Anonymous ID: d77d7b Dec. 21, 2020, 6:39 a.m. No.12116046   🗄️.is 🔗kun

>>12116017

On 21 December 1988, shortly before Pan Am Flight 103 took off from London's Heathrow airport at 18:25 hours, FBI Assistant Director Oliver "Buck" Revell reportedly rushed out onto the tarmac and pulled his son and daughter-in-law off the plane. The Lockerbie bombing was not the first time authorities were warned of an impending terrorist attack. The situation would repeat itself five years later in New York City, and seven years later in Oklahoma. It was an all too eerie coincidence.

 

Typically, U.S. authorities disingenuously denied receiving any warnings, as they would later do in New York and Oklahoma.

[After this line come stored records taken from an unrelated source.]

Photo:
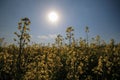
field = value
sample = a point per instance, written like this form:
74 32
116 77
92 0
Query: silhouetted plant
70 34
23 39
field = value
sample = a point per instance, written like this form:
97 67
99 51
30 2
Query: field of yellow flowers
78 60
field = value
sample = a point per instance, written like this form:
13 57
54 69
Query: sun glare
53 17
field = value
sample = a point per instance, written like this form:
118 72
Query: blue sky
101 16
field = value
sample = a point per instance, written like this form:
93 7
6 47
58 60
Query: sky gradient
101 16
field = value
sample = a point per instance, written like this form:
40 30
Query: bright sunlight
53 17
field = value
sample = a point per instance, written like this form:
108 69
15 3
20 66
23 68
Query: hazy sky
101 16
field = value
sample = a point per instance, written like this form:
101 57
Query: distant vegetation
75 60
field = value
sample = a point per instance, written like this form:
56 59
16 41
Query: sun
53 17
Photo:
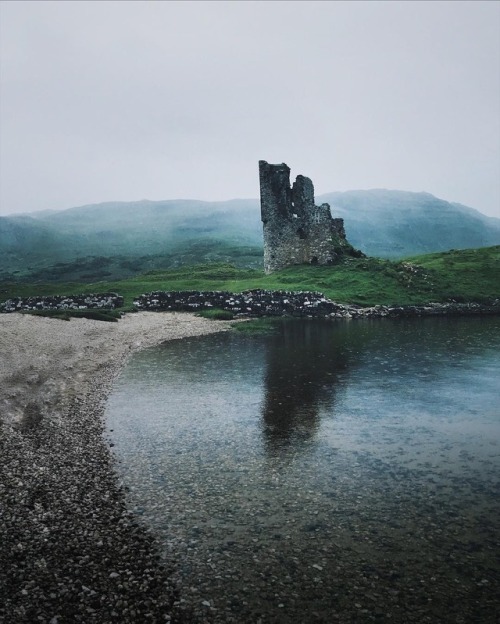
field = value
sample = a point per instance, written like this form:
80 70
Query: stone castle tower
295 230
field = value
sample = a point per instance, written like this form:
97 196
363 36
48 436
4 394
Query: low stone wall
62 302
298 304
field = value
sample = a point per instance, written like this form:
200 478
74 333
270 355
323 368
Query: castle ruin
295 230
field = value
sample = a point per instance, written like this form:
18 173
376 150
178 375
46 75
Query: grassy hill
466 275
117 240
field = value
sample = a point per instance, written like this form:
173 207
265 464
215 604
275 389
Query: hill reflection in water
321 465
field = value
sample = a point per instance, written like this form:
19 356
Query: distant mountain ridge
384 223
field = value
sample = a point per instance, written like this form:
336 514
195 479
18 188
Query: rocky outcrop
62 302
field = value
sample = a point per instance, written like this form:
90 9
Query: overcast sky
117 100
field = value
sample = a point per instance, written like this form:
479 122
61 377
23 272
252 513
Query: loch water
328 472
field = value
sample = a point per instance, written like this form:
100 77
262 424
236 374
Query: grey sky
162 100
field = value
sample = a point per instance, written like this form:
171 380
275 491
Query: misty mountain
383 223
395 224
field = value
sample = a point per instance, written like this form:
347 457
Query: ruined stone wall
295 230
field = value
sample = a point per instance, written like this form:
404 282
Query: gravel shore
69 549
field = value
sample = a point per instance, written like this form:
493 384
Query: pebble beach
69 549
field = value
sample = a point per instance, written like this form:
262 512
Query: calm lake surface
330 472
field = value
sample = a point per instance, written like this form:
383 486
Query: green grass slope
466 275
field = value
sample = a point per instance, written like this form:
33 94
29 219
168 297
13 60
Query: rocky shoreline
69 549
258 303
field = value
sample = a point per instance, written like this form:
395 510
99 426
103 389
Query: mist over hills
127 237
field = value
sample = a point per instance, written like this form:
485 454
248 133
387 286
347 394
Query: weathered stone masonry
295 230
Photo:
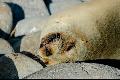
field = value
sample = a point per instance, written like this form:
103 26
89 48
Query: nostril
70 46
48 52
53 36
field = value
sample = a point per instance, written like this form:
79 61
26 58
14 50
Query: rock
76 71
61 5
5 46
29 43
5 19
29 25
27 8
17 66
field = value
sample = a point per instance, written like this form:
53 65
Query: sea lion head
56 48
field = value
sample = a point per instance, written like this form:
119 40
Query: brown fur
89 31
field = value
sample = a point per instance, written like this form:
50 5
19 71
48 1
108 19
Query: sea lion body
88 31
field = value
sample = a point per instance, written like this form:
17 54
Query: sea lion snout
56 45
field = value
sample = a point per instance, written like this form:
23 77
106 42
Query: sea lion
88 31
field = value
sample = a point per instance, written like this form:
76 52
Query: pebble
29 43
29 25
5 19
5 46
77 71
17 66
60 5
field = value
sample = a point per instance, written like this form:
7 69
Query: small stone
5 46
29 25
17 66
27 8
29 43
61 5
77 71
5 19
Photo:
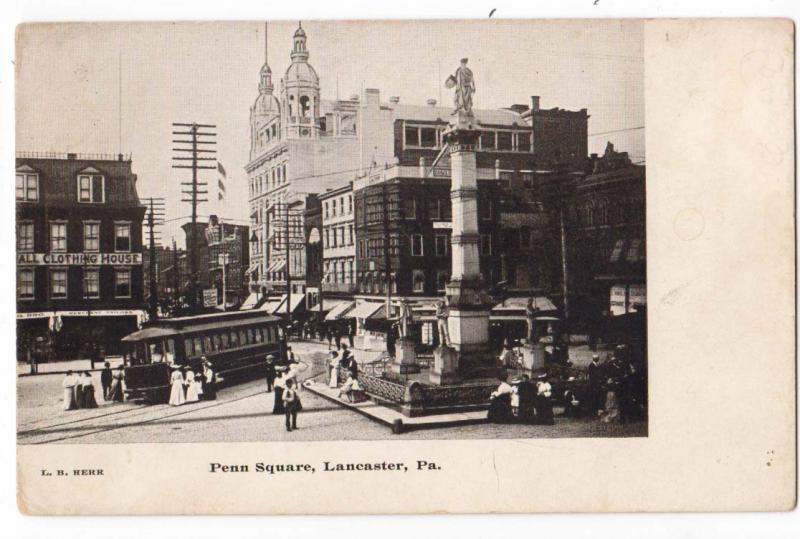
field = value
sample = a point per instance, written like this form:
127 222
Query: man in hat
595 384
209 381
270 372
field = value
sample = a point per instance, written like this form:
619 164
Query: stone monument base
533 356
405 358
445 366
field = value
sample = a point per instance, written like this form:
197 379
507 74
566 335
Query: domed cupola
265 114
300 92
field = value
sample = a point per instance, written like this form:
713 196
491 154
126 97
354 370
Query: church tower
300 93
265 114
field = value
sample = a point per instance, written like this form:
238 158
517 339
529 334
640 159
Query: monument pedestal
533 356
405 358
445 366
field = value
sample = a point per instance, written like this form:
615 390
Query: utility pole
387 257
155 217
193 145
176 279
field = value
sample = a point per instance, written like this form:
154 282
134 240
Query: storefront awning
297 300
364 310
253 267
271 304
520 303
250 302
339 310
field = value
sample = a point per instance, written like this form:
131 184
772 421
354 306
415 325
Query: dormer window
27 185
91 188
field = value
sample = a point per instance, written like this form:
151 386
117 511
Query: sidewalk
61 367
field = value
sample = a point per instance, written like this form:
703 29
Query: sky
117 87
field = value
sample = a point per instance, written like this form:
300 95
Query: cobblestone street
243 413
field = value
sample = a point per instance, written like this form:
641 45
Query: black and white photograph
310 264
302 237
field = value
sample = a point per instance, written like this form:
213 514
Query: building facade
79 253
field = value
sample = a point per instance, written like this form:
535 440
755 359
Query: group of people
336 366
79 392
186 385
283 381
522 400
617 388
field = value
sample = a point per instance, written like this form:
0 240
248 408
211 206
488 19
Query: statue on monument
442 312
406 317
531 312
464 83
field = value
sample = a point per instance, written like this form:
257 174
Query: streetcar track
107 428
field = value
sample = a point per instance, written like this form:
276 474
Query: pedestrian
176 394
337 336
105 379
209 381
88 399
527 396
191 388
500 401
333 376
68 386
351 334
117 393
280 384
270 372
391 339
291 405
543 403
595 385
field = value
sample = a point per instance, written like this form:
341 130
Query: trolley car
236 343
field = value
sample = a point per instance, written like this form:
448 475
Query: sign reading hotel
79 259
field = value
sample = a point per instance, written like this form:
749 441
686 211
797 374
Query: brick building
79 252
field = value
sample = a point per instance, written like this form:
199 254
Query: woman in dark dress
88 398
280 384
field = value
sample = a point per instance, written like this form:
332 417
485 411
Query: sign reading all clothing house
79 259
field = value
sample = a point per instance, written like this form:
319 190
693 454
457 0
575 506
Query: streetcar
236 343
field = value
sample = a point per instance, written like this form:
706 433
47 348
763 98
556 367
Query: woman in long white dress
191 388
176 397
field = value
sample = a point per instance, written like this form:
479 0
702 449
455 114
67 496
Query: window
441 281
24 236
418 281
122 282
91 237
122 237
523 142
91 282
412 136
91 188
25 283
27 187
486 244
441 244
487 140
504 140
427 137
416 245
58 283
58 237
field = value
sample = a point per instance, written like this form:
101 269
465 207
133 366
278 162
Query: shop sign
79 259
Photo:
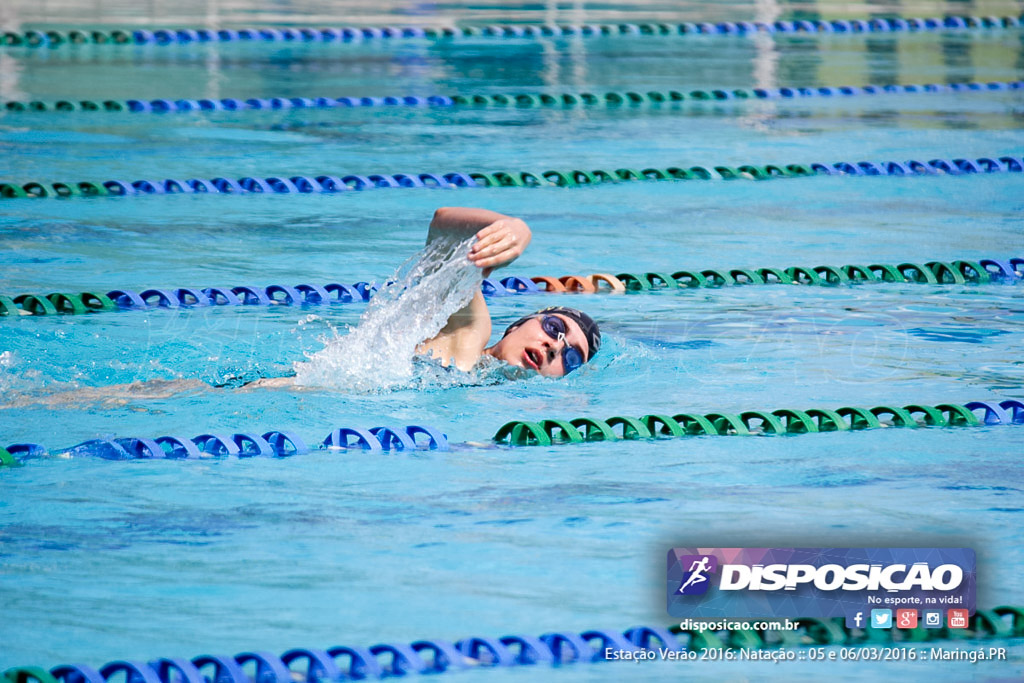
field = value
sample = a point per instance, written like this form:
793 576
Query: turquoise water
104 560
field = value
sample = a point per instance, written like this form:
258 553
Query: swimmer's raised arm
500 239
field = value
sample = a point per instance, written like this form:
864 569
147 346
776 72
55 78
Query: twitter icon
882 619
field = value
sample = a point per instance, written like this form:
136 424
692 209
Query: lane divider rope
547 432
520 100
960 271
271 443
573 178
164 37
782 421
551 649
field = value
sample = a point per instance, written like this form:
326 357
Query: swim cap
585 322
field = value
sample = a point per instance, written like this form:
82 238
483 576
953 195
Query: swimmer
552 342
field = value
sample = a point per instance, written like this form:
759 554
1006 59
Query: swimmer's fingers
499 253
500 243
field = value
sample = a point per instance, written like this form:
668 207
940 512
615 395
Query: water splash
379 353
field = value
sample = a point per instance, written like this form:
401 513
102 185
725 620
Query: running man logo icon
695 580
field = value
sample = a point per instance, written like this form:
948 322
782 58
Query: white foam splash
378 354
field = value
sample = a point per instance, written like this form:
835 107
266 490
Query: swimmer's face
530 346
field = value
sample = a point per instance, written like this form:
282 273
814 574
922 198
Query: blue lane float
985 270
341 35
267 444
556 648
520 100
390 438
550 178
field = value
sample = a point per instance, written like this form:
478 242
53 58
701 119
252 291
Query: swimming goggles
555 328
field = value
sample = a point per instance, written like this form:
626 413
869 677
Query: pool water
104 560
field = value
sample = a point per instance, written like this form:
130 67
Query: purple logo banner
767 583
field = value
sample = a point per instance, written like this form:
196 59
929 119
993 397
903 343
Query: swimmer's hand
499 244
499 239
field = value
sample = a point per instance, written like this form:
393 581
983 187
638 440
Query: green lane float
348 35
302 184
958 271
782 421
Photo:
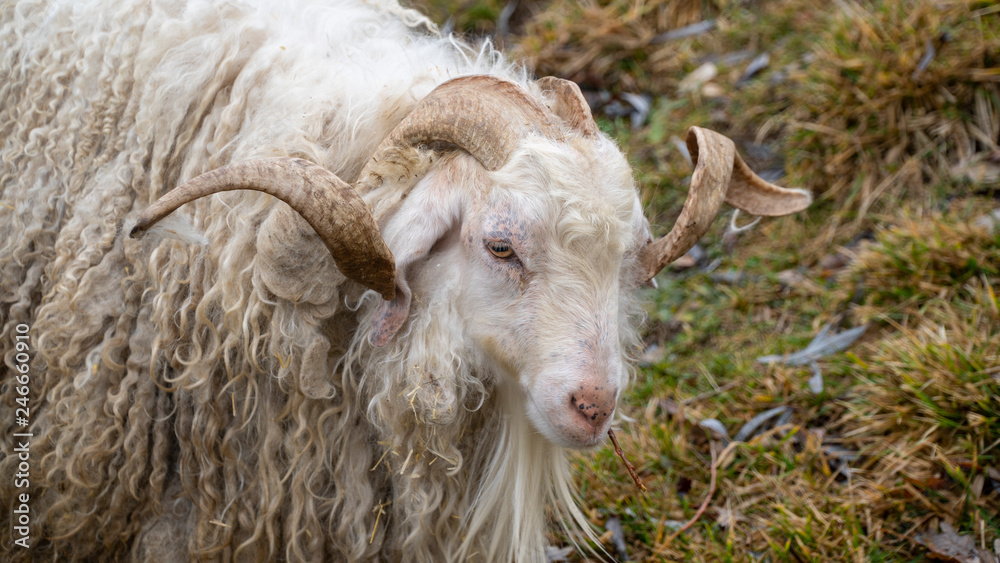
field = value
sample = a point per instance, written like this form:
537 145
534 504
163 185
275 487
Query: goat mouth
564 427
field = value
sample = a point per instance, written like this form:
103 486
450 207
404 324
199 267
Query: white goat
227 386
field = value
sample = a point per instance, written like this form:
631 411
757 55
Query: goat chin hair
209 391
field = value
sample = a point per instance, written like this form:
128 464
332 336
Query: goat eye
499 249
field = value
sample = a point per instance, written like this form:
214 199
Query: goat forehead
581 193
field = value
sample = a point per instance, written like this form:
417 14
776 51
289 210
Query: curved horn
483 115
327 203
720 175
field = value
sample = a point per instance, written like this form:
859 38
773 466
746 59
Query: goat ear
566 101
421 220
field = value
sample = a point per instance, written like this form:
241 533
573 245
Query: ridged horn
332 207
482 115
720 175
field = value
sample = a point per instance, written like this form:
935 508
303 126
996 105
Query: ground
885 444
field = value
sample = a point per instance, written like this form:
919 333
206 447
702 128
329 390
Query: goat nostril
592 411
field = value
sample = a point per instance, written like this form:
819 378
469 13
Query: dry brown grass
889 110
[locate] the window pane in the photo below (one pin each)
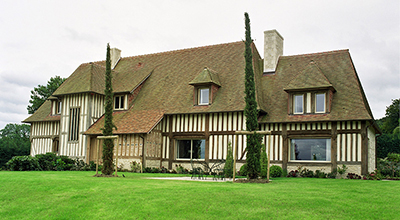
(298, 103)
(122, 101)
(184, 147)
(199, 148)
(310, 149)
(204, 96)
(320, 102)
(116, 106)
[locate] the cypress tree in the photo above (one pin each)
(108, 144)
(250, 110)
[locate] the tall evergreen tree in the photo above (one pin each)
(108, 144)
(250, 111)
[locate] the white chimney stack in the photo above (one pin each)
(273, 48)
(115, 55)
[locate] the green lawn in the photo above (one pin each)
(78, 195)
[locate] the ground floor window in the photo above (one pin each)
(191, 149)
(310, 149)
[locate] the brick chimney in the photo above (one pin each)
(115, 55)
(273, 48)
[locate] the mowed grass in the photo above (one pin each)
(78, 195)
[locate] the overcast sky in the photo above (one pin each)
(42, 39)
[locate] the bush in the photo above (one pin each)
(47, 161)
(135, 166)
(243, 170)
(275, 171)
(23, 163)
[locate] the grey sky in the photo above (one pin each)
(42, 39)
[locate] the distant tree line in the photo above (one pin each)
(389, 141)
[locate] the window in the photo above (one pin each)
(320, 102)
(298, 104)
(191, 149)
(204, 94)
(316, 149)
(58, 108)
(74, 124)
(119, 102)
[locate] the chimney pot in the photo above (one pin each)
(273, 48)
(115, 55)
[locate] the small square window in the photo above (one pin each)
(119, 102)
(204, 95)
(298, 104)
(320, 103)
(191, 149)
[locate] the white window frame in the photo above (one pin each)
(200, 94)
(120, 98)
(74, 119)
(58, 107)
(316, 102)
(328, 150)
(191, 149)
(294, 103)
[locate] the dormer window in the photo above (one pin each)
(119, 102)
(298, 104)
(206, 85)
(320, 103)
(203, 96)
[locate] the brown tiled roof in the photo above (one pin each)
(349, 102)
(43, 114)
(129, 122)
(206, 76)
(168, 87)
(88, 77)
(310, 78)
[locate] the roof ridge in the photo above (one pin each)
(318, 53)
(181, 50)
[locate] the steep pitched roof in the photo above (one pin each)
(168, 86)
(43, 114)
(206, 76)
(130, 122)
(310, 78)
(88, 77)
(348, 103)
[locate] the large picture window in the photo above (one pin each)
(312, 149)
(74, 124)
(191, 149)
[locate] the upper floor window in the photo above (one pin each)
(204, 96)
(58, 108)
(320, 103)
(119, 102)
(298, 104)
(74, 124)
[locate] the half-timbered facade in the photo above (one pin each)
(172, 107)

Yet, as in those cases, evidence of prior knowledge would eventually become known. "It subsequently came to me on further inquiries that they hadn't ignored [the warnings]," said a Pan Am security officer. "A number of VIPs were pulled off that plane. A number of intelligence operatives were pulled off that plane."

 

Due to the warnings posted in U.S. embassies by the State Department (but not forwarded to Pan Am), many government employees avoided the flight. In fact, the Boeing 747 jumbo jet was only two-thirds full that busy holiday evening. South African president P W Botha and several high-ranking officials were advised by state security forces to change their reservations at the last hour. The South African State Security forces have a close relationship with the CIA.